Agree. That is better.

>
> > +             if (!ancestor->subsys[ssid])
> > +                     continue;
> >
> > -     return cgroup_is_descendant(cset->dfl_cgrp, ancestor);
> > +             cgrp = task_css(task, ssid)->cgroup;
>
> Does this pass on a lockdep-enabled kernel?

Yes, the lockdep is enabled.

>
> See conditions in task_css_set_check(), it seems at least RCU read lock
> would be needed (if not going through cgrp_links mentioned above).

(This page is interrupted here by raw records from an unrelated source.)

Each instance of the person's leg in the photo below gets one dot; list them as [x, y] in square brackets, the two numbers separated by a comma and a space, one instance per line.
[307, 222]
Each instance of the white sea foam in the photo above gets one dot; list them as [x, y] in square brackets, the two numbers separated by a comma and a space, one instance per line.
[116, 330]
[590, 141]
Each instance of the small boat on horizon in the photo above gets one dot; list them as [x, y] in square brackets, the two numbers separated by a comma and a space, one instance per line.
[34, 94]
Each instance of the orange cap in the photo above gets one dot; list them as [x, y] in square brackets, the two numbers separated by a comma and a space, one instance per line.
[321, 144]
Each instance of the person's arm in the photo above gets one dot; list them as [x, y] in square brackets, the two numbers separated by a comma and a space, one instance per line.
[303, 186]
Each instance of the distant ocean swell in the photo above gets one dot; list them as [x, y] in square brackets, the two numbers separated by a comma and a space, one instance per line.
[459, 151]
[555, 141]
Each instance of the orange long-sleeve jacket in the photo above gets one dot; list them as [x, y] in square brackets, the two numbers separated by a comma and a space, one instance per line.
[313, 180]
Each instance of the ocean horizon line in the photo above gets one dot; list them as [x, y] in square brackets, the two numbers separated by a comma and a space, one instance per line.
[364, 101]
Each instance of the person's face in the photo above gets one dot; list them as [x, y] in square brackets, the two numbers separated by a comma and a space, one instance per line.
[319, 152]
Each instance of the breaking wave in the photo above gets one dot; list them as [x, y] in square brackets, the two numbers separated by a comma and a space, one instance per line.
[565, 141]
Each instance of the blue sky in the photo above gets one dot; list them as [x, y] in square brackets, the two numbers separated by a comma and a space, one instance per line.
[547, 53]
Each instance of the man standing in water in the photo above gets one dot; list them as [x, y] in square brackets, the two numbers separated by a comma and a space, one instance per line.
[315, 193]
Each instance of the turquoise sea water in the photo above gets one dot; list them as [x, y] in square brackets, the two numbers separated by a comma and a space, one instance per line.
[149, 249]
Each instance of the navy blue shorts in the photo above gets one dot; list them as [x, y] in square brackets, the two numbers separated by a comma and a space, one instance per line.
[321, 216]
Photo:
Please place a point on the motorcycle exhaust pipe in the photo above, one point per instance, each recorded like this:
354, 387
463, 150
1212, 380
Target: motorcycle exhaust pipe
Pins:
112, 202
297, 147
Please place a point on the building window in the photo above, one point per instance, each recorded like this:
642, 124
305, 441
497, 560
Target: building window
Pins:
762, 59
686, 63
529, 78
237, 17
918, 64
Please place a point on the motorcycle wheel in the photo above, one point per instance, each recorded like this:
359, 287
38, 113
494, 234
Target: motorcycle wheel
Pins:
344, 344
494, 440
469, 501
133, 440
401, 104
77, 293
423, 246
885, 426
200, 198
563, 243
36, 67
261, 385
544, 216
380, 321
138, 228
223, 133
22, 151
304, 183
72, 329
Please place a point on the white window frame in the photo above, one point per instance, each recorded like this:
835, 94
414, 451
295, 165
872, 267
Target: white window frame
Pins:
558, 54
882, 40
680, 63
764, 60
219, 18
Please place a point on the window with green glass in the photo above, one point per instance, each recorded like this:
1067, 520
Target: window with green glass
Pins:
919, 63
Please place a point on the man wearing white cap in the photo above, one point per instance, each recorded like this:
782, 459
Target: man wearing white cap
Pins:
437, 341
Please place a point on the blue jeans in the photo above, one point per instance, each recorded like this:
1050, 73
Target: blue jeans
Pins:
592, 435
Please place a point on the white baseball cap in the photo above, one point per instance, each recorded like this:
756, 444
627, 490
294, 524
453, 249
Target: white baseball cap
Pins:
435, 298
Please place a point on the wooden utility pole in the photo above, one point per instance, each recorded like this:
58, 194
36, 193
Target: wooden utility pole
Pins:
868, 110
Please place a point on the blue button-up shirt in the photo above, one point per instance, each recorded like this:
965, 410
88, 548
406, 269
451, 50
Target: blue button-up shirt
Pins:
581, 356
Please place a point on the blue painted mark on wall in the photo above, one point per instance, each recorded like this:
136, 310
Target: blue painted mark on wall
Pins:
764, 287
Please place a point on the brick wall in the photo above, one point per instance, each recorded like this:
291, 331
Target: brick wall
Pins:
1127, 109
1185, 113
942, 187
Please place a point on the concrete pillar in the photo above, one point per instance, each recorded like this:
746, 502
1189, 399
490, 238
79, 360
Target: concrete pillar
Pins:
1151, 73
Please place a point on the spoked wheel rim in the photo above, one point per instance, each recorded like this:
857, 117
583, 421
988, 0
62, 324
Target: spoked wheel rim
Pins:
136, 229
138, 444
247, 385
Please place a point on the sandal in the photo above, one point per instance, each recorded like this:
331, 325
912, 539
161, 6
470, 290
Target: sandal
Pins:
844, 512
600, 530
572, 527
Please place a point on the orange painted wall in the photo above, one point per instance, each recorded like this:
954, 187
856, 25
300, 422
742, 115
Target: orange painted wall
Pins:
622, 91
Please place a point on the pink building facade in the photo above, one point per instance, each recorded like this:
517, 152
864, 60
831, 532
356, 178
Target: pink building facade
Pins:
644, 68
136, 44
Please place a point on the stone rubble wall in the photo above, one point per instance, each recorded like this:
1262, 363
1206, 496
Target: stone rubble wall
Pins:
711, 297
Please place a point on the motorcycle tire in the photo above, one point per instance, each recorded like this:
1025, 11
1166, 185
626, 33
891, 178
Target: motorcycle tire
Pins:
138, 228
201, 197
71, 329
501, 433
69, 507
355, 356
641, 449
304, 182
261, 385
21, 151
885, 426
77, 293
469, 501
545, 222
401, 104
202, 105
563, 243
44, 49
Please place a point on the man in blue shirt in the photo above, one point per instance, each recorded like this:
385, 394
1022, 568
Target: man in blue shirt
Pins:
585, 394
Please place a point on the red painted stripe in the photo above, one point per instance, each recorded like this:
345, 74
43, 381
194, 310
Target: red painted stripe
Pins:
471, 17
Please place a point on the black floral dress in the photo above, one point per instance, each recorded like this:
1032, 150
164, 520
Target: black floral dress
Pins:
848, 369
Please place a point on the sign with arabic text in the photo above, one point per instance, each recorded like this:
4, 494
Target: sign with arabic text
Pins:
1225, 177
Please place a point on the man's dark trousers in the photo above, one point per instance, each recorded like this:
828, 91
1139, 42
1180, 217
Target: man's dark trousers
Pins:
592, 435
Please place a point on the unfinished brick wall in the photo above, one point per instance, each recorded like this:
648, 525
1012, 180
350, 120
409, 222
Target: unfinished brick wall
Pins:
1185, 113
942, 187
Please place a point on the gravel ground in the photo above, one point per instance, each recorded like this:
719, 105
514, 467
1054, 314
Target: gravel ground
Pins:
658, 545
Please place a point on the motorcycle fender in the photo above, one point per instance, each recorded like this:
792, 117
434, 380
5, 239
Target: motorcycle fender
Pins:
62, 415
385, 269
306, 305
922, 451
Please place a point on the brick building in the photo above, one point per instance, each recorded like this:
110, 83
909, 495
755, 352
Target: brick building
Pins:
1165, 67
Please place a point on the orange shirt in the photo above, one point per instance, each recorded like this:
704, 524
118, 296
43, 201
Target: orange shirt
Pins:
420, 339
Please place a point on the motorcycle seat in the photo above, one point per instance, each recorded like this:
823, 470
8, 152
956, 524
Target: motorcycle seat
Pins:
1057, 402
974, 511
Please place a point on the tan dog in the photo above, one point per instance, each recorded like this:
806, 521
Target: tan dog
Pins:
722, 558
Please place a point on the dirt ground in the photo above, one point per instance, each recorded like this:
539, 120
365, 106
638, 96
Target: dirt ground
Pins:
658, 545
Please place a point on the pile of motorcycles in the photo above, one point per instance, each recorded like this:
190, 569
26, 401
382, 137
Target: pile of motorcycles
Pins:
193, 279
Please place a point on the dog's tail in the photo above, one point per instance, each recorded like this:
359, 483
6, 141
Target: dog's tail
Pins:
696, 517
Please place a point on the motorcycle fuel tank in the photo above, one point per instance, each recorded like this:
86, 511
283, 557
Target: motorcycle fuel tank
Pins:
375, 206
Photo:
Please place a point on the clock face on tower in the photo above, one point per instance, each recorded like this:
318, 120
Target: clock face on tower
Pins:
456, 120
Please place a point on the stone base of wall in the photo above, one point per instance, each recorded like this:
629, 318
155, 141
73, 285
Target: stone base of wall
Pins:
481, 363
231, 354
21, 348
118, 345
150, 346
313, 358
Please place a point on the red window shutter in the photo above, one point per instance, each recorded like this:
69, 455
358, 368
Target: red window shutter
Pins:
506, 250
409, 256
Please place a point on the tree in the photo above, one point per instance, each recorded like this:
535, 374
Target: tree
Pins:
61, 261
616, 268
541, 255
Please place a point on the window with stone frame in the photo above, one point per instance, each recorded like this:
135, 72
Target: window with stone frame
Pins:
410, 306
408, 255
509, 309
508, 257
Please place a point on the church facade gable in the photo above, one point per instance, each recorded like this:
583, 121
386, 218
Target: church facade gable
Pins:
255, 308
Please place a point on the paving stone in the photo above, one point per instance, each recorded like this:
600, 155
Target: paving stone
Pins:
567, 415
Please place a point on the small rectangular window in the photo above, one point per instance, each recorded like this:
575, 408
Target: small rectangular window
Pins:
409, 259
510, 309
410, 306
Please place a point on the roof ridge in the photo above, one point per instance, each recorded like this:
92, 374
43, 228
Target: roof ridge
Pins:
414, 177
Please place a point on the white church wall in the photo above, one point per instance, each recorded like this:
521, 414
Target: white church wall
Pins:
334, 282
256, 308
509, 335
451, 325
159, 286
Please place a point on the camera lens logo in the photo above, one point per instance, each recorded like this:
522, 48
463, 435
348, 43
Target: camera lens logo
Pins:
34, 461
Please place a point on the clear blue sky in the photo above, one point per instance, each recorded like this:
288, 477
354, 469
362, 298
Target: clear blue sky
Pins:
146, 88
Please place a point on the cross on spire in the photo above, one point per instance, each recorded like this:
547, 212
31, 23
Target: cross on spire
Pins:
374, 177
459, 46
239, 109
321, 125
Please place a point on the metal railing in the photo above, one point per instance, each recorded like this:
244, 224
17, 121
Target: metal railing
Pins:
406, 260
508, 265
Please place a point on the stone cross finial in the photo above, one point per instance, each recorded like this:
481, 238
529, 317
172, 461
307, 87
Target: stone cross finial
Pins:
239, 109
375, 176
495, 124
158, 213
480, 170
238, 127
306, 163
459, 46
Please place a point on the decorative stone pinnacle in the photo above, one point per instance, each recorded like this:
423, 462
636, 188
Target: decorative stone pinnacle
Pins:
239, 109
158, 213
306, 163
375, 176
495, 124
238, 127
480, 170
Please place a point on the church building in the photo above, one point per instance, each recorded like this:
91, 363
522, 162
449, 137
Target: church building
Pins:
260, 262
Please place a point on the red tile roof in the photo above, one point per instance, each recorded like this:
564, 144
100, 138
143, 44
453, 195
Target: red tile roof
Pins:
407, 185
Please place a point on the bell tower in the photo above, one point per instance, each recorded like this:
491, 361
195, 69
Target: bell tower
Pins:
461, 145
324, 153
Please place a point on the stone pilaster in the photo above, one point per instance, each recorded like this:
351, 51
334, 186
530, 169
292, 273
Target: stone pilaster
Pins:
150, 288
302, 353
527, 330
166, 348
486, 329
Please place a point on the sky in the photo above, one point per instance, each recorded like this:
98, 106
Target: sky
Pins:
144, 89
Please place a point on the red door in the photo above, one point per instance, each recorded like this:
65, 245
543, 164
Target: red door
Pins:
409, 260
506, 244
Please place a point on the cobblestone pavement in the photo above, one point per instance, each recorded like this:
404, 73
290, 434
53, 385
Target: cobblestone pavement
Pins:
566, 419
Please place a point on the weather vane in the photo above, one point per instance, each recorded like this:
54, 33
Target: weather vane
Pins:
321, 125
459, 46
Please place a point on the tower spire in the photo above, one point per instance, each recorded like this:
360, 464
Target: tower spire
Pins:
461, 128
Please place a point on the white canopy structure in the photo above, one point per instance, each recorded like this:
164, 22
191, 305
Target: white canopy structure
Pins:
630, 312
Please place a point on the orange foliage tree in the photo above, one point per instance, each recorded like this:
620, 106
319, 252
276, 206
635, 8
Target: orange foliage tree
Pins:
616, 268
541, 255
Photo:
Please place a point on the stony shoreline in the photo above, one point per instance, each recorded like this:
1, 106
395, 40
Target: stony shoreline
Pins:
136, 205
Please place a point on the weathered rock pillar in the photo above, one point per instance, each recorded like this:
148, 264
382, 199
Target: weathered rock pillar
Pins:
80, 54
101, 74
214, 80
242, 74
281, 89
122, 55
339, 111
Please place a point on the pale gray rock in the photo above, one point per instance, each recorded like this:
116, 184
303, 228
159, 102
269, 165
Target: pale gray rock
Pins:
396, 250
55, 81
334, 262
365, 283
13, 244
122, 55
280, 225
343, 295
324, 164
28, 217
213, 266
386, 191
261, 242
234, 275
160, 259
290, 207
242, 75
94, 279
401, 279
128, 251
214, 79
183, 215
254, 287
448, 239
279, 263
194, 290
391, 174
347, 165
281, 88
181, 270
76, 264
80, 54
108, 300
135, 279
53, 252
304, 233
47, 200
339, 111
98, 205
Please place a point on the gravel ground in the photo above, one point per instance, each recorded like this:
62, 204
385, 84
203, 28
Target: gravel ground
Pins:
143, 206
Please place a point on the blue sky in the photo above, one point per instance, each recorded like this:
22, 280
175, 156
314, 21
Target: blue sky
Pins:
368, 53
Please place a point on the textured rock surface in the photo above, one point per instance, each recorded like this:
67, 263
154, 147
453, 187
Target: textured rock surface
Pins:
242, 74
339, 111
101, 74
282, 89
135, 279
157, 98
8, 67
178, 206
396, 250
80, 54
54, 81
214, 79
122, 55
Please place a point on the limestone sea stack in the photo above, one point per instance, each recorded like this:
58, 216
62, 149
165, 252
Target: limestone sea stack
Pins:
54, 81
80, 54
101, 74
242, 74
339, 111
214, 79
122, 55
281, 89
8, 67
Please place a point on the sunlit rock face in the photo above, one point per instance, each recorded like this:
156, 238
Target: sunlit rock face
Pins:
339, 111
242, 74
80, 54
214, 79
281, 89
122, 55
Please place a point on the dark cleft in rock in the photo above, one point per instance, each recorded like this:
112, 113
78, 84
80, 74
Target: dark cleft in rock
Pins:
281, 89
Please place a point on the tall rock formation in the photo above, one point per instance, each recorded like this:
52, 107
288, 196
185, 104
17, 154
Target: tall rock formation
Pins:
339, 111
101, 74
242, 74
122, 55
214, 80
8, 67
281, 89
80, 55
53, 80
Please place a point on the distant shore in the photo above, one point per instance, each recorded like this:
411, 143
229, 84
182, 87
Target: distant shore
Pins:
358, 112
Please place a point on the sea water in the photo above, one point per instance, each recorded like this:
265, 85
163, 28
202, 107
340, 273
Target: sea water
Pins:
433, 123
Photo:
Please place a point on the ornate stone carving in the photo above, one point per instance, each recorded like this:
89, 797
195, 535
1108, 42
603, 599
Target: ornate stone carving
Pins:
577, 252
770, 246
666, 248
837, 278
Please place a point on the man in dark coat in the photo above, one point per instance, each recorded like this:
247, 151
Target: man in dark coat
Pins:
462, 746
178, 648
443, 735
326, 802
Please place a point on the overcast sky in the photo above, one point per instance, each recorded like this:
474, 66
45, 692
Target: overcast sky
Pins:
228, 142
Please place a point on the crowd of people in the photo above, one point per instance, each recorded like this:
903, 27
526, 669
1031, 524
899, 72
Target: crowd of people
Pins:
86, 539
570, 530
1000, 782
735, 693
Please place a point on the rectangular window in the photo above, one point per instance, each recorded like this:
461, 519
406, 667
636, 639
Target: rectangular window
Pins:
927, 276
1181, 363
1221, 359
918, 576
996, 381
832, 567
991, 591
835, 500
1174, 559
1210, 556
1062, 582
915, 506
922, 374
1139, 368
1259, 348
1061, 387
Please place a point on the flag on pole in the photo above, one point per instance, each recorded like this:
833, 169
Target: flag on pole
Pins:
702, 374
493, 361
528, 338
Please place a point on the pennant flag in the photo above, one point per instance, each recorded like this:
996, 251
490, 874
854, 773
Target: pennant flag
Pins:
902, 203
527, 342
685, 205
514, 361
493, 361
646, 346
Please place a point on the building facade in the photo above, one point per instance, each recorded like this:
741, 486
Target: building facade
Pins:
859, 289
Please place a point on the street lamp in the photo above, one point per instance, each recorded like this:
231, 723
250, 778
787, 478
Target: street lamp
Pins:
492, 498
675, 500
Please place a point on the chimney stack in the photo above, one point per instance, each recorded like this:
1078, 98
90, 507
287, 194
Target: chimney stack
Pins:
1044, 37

All the call sites of it are already under RCU protection, so we don't
need to explicitly set RCU read lock here.
diff mbox series

Patch

diff --git a/include/linux/cgroup.h b/include/linux/cgroup.h
index b307013..5414a2c 100644
--- a/include/linux/cgroup.h
+++ b/include/linux/cgroup.h
@@ -543,15 +543,33 @@  static inline struct cgroup *cgroup_ancestor(struct cgroup *cgrp,
  * @ancestor: possible ancestor of @task's cgroup
  *
  * Tests whether @task's default cgroup hierarchy is a descendant of @ancestor.
- * It follows all the same rules as cgroup_is_descendant, and only applies
- * to the default hierarchy.
+ * It follows all the same rules as cgroup_is_descendant.
  */
 static inline bool task_under_cgroup_hierarchy(struct task_struct *task,
 					       struct cgroup *ancestor)
 {
 	struct css_set *cset = task_css_set(task);
+	struct cgroup *cgrp;
+	bool ret = false;
+	int ssid;
+
+	if (ancestor->root == &cgrp_dfl_root)
+		return cgroup_is_descendant(cset->dfl_cgrp, ancestor);
+
+	for (ssid = 0; ssid < CGROUP_SUBSYS_COUNT; ssid++) {
+		if (!ancestor->subsys[ssid])
+			continue;
 
-	return cgroup_is_descendant(cset->dfl_cgrp, ancestor);
+		cgrp = task_css(task, ssid)->cgroup;
+		if (!cgrp)
+			continue;
+
+		if (!cgroup_is_descendant(cgrp, ancestor))
+			return false;
+		if (!ret)
+			ret = true;
+	}
+	return ret;
 }
 
 /* no synchronization, the result can only be used as a hint */